Apply all of those differing viewpoints to our hair, our footwear, our penchant moving our lips while reading and our talent for carrying on a coherent conversation while chewing on an egg sandwich – among a host of qualities that we value in ourselves and for which others are tolerant…or not.
I am reminded of our shared shortcomings and peccadilloes when it comes to the subject of adult beverages, namely cocktails and wine.
Americans are said to "talk dry and drink sweet." We proclaim our allegiance to big, alcohol-laden, tannin-bomb wines in the red range, then step away and consume massive amounts of Coca-Cola®, or drench our coffee and tea with sugar. We love to discuss all the wonderful red wines we are consuming, almost to the exclusion of other colors, but white wines always outsell red wines, and at least 1 of every 5 bottles of wine sold in the United States is a chardonnay. Cabernet sauvignon accounts for half as many sales as chardonnay, about 12 percent of total sales.
Since everyone likes to talk about the red wines they have enjoyed, but someone has to be drinking whites, the question is are we really drinking what we like and talking about other things because we fear the opinions of others? Some of the most pleasurable wines on the market today are sauvignon blancs from New Zealand, and the public’s appreciation of these wines is reflected in the sales, which are up over 11% from this time last year. Have you tried them? Would you admit to it?
For me, this entire line of thought recently started up (again) as I read about the rise in the sales of Moscato wines. These sweeter white wines seem to be poised for big things. The consuming public has tried them and likes what they bring to the party, a fruit-forward, lower-alcohol, fresh style, just begging to be placed on ice and enjoyed as cold as the imbiber likes.

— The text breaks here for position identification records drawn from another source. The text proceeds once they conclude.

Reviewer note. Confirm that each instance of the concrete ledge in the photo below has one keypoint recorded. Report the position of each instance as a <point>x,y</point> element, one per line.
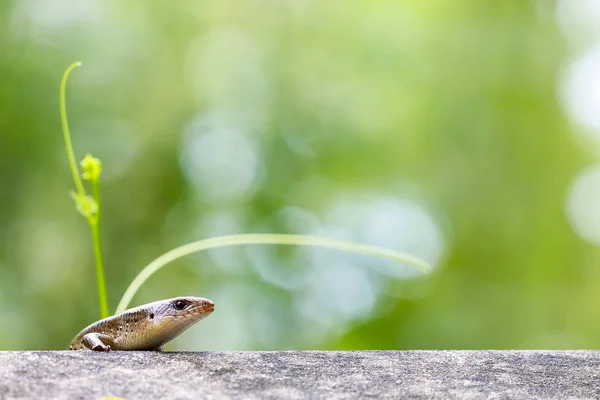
<point>301,374</point>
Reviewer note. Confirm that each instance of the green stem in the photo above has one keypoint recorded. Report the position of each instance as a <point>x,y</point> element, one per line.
<point>305,240</point>
<point>102,297</point>
<point>65,126</point>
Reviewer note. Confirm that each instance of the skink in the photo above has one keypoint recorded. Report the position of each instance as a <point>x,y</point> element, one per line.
<point>146,327</point>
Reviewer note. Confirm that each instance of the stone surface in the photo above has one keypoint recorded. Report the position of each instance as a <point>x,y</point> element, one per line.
<point>301,374</point>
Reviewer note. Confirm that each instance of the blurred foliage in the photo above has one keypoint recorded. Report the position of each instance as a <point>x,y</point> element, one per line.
<point>427,127</point>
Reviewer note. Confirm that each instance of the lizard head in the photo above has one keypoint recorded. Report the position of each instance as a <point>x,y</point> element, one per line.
<point>168,318</point>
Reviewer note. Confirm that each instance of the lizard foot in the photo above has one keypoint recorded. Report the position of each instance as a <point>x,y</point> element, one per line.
<point>101,347</point>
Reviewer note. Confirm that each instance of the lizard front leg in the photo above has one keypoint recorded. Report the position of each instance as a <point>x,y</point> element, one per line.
<point>97,341</point>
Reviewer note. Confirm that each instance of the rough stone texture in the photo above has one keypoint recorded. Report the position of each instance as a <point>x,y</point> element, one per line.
<point>301,374</point>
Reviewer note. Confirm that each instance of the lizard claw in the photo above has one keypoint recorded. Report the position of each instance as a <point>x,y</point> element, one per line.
<point>101,347</point>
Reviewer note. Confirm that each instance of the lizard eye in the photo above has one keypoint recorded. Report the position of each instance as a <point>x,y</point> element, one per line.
<point>180,305</point>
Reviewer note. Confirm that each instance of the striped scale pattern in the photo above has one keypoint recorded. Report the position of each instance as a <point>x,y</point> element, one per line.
<point>146,327</point>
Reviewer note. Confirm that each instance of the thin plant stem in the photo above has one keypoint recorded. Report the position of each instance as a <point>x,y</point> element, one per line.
<point>94,226</point>
<point>65,126</point>
<point>245,239</point>
<point>93,219</point>
<point>102,298</point>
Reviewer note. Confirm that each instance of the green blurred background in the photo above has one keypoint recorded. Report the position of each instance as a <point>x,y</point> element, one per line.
<point>466,133</point>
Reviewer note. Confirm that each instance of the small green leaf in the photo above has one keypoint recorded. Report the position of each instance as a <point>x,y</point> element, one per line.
<point>91,167</point>
<point>85,204</point>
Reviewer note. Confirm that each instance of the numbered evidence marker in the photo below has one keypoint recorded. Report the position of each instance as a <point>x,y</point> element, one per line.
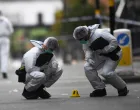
<point>75,93</point>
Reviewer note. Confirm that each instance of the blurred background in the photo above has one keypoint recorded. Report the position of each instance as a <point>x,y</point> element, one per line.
<point>38,19</point>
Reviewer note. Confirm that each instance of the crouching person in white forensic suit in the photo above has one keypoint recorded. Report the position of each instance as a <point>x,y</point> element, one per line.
<point>40,68</point>
<point>101,52</point>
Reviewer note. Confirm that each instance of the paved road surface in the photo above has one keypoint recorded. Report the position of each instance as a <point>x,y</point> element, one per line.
<point>72,78</point>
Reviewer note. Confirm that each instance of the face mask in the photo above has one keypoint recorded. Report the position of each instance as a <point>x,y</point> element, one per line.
<point>48,51</point>
<point>83,42</point>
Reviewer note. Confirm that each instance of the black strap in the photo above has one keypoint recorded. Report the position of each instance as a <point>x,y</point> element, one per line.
<point>99,43</point>
<point>43,59</point>
<point>112,55</point>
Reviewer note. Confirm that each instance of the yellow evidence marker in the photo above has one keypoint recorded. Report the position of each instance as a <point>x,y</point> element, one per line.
<point>75,93</point>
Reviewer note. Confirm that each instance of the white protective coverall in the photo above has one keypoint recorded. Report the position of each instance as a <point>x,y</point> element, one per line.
<point>35,77</point>
<point>95,61</point>
<point>6,29</point>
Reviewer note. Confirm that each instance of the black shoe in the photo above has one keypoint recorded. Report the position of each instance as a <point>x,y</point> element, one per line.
<point>123,92</point>
<point>4,75</point>
<point>42,93</point>
<point>98,93</point>
<point>30,95</point>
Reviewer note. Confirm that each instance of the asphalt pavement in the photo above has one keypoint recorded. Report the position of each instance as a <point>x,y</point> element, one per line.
<point>73,78</point>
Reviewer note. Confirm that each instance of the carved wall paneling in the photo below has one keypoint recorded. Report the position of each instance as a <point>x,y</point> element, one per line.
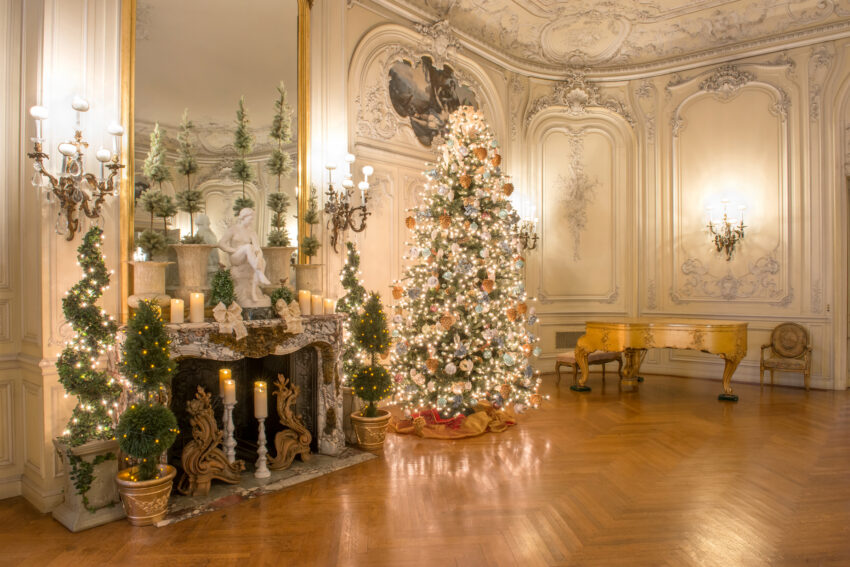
<point>743,124</point>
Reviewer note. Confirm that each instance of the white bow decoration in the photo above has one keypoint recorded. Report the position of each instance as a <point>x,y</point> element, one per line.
<point>291,315</point>
<point>230,320</point>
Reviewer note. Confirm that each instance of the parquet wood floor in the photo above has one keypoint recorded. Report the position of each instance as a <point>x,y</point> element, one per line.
<point>664,476</point>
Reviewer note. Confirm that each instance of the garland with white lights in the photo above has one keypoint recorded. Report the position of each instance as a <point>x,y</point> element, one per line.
<point>79,365</point>
<point>461,325</point>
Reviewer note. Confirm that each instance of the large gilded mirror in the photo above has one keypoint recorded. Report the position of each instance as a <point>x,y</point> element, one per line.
<point>201,58</point>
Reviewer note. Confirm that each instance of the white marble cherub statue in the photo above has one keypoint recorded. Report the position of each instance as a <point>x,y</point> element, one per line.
<point>247,265</point>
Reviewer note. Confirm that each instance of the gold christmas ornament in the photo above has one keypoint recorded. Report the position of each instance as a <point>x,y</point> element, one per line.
<point>447,321</point>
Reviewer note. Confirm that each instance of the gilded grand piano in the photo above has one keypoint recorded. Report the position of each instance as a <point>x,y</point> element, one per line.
<point>728,339</point>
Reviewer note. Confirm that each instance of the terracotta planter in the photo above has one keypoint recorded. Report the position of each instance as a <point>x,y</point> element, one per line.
<point>278,264</point>
<point>102,495</point>
<point>192,263</point>
<point>145,502</point>
<point>149,283</point>
<point>309,277</point>
<point>371,431</point>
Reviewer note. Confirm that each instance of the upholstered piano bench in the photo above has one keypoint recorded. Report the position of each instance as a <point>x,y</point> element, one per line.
<point>568,358</point>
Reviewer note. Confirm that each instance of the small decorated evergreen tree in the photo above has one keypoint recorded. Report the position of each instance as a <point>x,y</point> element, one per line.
<point>154,167</point>
<point>243,141</point>
<point>310,244</point>
<point>79,364</point>
<point>351,303</point>
<point>371,382</point>
<point>189,201</point>
<point>147,428</point>
<point>222,290</point>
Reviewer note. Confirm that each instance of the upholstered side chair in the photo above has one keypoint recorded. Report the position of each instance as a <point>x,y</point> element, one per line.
<point>789,350</point>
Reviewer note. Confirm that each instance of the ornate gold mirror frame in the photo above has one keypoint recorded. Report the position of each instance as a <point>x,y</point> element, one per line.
<point>128,88</point>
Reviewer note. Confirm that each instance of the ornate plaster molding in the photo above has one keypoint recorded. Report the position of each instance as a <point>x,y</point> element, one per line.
<point>578,96</point>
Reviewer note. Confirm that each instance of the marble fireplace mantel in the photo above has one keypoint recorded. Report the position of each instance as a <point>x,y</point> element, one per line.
<point>270,337</point>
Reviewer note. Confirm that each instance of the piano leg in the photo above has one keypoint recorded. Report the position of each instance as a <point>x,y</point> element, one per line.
<point>728,370</point>
<point>581,360</point>
<point>634,358</point>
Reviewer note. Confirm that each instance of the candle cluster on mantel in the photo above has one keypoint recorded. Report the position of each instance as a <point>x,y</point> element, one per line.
<point>315,304</point>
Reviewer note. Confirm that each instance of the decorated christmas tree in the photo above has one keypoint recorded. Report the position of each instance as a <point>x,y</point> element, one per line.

What is most amazing here is that people are admitting to liking these wines. Many folks have put down their white zinfandels and picked up moscato. That’s not such a stretch for that crowd, but other people who like more structured and bolder wines are also trying moscato. The result is moscato being billed as “the next big thing.” By the way, there always has to be a next big thing. Even in a business as changeable as the wine industry, where vintage variations bring annual change, there has to be something else, something very different, just around the bend.
Here’s the problem with moscato: there is not enough of it. It seems the public’s penchant for saying one thing and doing another caught many wineries unaware. Moscato was simply not viewed as a cash-cow crop so no one put vines into the ground. Now we may be experiencing a moscato wine shortage as measured against demand. Ain’t that a bitch?
Winemakers have spent the last five years trying to catch up with the demand for pinot noir created by a movie, and now the public has determined that a grape of so-so quality, but priced below the $10 threshold, is what it really wanted after all. It’s enough to cause a winery accountant to toss in the tractor. Especially after all that money was spent on high-end French aging barrels that are not needed for moscato.
Not to worry, the expansion in production by the world wine market is working to meet the consumers’ demand for the product.
Let me hasten here to come to the aid of my fellow New Orleanians, as if they need my support in any matter. We are not a fickle lot. We tend to move along a pretty steady path, trying new beverages from time to time (Jägermeister anyone? Thought not.), but usually drinking pretty much what we have always enjoyed. Think Sazerac and Ramos Gin Fizz.
So while we like new sensations, we like the other stuff too. And rather than rush off to Fadland, we’ll have a Pimm’s Cup, thank you.
Nevertheless, moscato wines can work quite well here, given our penchant for quaffing non-challenging beverages that have a bit of a chill about them.
But let’s get a grip on the realities of what we are drinking and when. If we like sweeter things, we should face up to the fact and seek them out without fear of judgment by some snob who wonders if we possess a serious character flaw that could threaten the existence of civilization as we know it.
We should have the confidence to drink what we like…all the time…in front of everybody.